# Exploring Mozart's perfection/imperfection



## Andrew_MBB (Jan 30, 2011)

Mozart has been called empty by a few people on this forum ( I read the 'Composers you hate' thread)
I would honestly like someone to fault his musical style here. In all the analysis I've done of music , I have never found Mozart either boring, long-winded , 'overblown'(clearly a favourite word here) or predictable. 
I cannot say the same for Beethoven or Brahms , they are often boring ( The Waldstein last movement is ample testimony to this as are several Brahms compositions - the Symphony Number 1 comes to mind straight off - an over laborious and in the end, unsuccessful achievement)
Predictability in terms of composition is a fault of Chopin, Liszt and Rachmaninoff. You are not often surprised by these composers even though they are among the most pleasing to the ears.
I have restricted myself to the piano composers here, it being my instrument and my area of semi-expertise. I welcome corrections of course and compositional information from members who's field is outside the piano.

PS : General and vague statements like 'It somehow just does not appeal to me' are not welcome.


----------



## Webernite (Sep 4, 2010)

I guess the example most often brought up is how, in the piano concerti, the piano part so often leads back into the orchestra with the same annoying trill. Needless to say, in itself it isn't much of an argument against Mozart's greatness. But I think it's that _sort of thing_ that gets on people's nerves. The Alberti basses, too, can seem amateurish and uninspired...

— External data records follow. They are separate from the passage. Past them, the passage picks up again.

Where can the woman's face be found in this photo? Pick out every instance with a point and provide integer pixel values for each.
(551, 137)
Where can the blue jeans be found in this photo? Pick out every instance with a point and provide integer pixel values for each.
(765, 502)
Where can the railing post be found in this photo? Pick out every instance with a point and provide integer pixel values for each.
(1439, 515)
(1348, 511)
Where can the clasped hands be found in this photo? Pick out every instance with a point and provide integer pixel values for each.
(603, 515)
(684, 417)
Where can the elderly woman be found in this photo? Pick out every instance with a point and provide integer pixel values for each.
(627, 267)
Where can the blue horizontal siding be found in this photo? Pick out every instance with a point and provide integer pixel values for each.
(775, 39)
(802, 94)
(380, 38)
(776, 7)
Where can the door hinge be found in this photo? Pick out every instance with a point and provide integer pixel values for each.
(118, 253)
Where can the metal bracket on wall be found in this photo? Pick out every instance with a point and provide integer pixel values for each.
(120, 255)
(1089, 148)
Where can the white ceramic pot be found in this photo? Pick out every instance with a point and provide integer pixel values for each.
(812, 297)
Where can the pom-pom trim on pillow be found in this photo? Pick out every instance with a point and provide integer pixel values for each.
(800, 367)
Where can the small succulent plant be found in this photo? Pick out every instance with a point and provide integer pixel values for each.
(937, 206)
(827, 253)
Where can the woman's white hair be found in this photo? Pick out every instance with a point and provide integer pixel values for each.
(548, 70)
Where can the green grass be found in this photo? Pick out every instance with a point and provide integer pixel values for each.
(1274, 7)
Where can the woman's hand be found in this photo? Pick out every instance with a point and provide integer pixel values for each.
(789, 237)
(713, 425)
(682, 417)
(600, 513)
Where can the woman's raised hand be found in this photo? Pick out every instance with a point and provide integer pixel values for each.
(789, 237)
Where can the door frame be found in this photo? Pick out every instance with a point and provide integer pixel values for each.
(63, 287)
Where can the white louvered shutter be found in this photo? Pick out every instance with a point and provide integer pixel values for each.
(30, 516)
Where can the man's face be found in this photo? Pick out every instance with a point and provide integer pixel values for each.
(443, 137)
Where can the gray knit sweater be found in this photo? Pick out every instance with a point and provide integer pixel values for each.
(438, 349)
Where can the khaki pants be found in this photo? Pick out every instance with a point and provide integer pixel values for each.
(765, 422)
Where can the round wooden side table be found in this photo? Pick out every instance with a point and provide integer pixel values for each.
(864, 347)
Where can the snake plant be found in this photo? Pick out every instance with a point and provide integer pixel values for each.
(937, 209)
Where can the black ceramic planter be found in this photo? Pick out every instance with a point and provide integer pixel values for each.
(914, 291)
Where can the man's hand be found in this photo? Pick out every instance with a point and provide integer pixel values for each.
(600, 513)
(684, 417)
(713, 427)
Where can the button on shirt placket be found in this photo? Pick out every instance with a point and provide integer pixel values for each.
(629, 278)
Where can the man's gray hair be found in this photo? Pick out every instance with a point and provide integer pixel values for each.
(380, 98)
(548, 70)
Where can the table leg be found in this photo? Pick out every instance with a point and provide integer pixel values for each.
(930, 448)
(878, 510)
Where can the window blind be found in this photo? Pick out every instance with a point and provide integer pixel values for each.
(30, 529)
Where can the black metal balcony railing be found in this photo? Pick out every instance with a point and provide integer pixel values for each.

For myself, I consider Mozart's piano concerti to be flawed masterpieces, his solo piano works to be flawless, but not masterpieces, and his really perfect works to be the operas, string quartets and string quintets.


----------



## emiellucifuge (May 26, 2009)

Mozart is great, though occasionally the somewhat formulaic method of structure and harmony keeps me from listening to the classical era.
Classical era music doesnt necessarily contain the same profound connection to the listener IMHO. Though of course you could say Mozart was one of the first to start 'romanticising' music and developing harmony and structure.


----------



## Aramis (Mar 1, 2009)

Most of those that claim Mozart is empty and predictable are usually geezers that attribute him classical period style as his own. Harmonic progression and resolvements, forms that were stanard and even mandatory at that time annoy them, not Mozart's individual character. I never saw coneisseur of pre-romantic music dismissing Mozart and the major critic and anti-Mozart booster in history of TC was devoted fan of Rautavaara lololo EMBRASSEMENT 90210


----------



## emiellucifuge (May 26, 2009)

Aramis said:


> Most of those that claim Mozart is empty and predictable are usually geezers that attribute him classical period style as his own. Harmonic progression and resolvements, forms that were stanard and even mandatory at that time annoy them, not Mozart's individual character.


Exactly, If anything mozart is like a pre-Beethoven proto-romantic in his later works. Symphony 40?


----------



## Lipatti (Oct 9, 2010)

emiellucifuge said:


> Classical era music doesnt necessarily contain the same profound connection to the listener IMHO.


Some of his works are not that emotionally profound, but to me, it has nothing to do with style. For one thing, I find his Requiem to be much more dramatic and profound than, for example, Mahler's eighth symphony.


----------



## starry (Jun 2, 2009)

emiellucifuge said:


> Mozart is great, though occasionally the somewhat formulaic method of structure and harmony keeps me from listening to the classical era.
> Classical era music doesnt necessarily contain the same profound connection to the listener IMHO. Though of course you could say Mozart was one of the first to start 'romanticising' music and developing harmony and structure.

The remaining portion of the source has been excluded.